UbuntuUbuntu Based

How To Install Apache Spark on Ubuntu 24.04 LTS

Install Apache Spark on Ubuntu 24.04

Apache Spark stands at the forefront of big data analytics, offering unparalleled speed and versatility. It’s an open-source, distributed computing system that provides an interface for programming entire clusters with implicit data parallelism and fault tolerance. Spark’s ability to process data in-memory makes it significantly faster than traditional big data tools, especially for iterative algorithms and interactive data analysis.

Ubuntu 24.04 LTS, the latest long-term support release from Canonical, provides a stable and secure foundation for running Apache Spark. This version boasts improved performance, enhanced security features, and long-term support, making it an ideal choice for deploying Spark in production environments.

In this comprehensive guide, we’ll walk through the step-by-step process of installing Apache Spark on Ubuntu 24.04 LTS. Whether you’re setting up a development environment or preparing for a large-scale deployment, this tutorial will equip you with the knowledge to get Spark up and running smoothly.

Prerequisites

Before diving into the installation process, ensure your system meets the following requirements:

System Requirements

  • A machine running Ubuntu 24.04 LTS (server or desktop edition)
  • At least 4GB of RAM (8GB or more recommended for optimal performance)
  • Minimum 10GB of free disk space
  • An active internet connection for downloading packages

Software Prerequisites

  • Administrative privileges (sudo access)
  • Basic familiarity with the Linux command line

Additionally, you’ll need to install the following packages and tools:

  • Java Development Kit (JDK)
  • Curl or wget for downloading files
  • Tar for extracting compressed files

Most of these tools come pre-installed on Ubuntu, but we’ll cover their installation in the following steps to ensure everything is set up correctly.

Step 1: Update System Packages

Before installing any new software, it’s crucial to update your system’s package list and upgrade existing packages. This ensures you have the latest security updates and bug fixes.

Open a terminal and run the following command:

sudo apt update && sudo apt -y upgrade

This command updates the package list and upgrades all installed packages to their latest versions. The -y flag automatically answers “yes” to any prompts, streamlining the upgrade process.

Step 2: Install Java Development Kit (JDK)

Apache Spark requires Java to run. While Spark 3.x supports Java 8 and later versions, it’s recommended to use Java 11 for optimal compatibility and performance.

To install the default JDK (which is OpenJDK 11 in Ubuntu 24.04 LTS), run:

sudo apt install default-jdk -y

After the installation completes, verify the Java version by running:

java -version

You should see output similar to this:

openjdk version "11.0.XX" 20XX-XX-XX
OpenJDK Runtime Environment (build 11.0.XX+XX-Ubuntu-XXubuntuX.XX.XX)
OpenJDK 64-Bit Server VM (build 11.0.XX+XX-Ubuntu-XXubuntuX.XX.XX, mixed mode, sharing)

If you see this output, Java is successfully installed on your system.

Step 3: Download Apache Spark

Now that Java is installed, we can proceed to download Apache Spark.
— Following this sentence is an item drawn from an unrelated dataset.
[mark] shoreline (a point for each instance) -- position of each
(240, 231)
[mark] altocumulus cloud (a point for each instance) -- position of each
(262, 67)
Visit the official Apache Spark website to find the latest stable version. At the time of writing, the latest version is 3.5.2, but you should check for the most recent release.

To download Spark, use the wget command:

wget https://dlcdn.apache.org/spark/spark-3.5.2/spark-3.5.2-bin-hadoop3.tgz

Replace 3.5.2 with the latest version number if a newer release is available. This command downloads the Spark binary package pre-built for Apache Hadoop 3.x.

Step 4: Extract and Move Apache Spark

Once the download is complete, extract the downloaded file using the tar command:

tar xvf spark-3.5.2-bin-hadoop3.tgz

This command will create a new directory named spark-3.5.2-bin-hadoop3 in your current location.

Next, move the extracted directory to /opt/spark for easier management and access:

sudo mv spark-3.5.2-bin-hadoop3 /opt/spark

This step centralizes the Spark installation and makes it accessible to all users on the system.

Step 5: Configure Environment Variables

To use Spark from any location on your system, you need to set up environment variables. Edit the .bashrc file in your home directory:

nano ~/.bashrc

Add the following lines at the end of the file:

export SPARK_HOME=/opt/spark
export PATH=$PATH:$SPARK_HOME/bin:$SPARK_HOME/sbin

These lines set the SPARK_HOME variable and add Spark’s binary directories to your system’s PATH.

Save the file and exit the editor (in nano, press Ctrl+X, then Y, then Enter). To apply these changes to your current session, run:

source ~/.bashrc

Step 6: Start Apache Spark

With the environment variables set, you can now start the Spark master node. Run the following command:

$SPARK_HOME/sbin/start-master.sh

This script starts the Spark master process. You should see an output indicating that the master has started successfully.

To access the Spark web UI, open a web browser and navigate to:

http://localhost:8080

If you’re accessing Spark from a remote machine, replace localhost with your server’s IP address or domain name.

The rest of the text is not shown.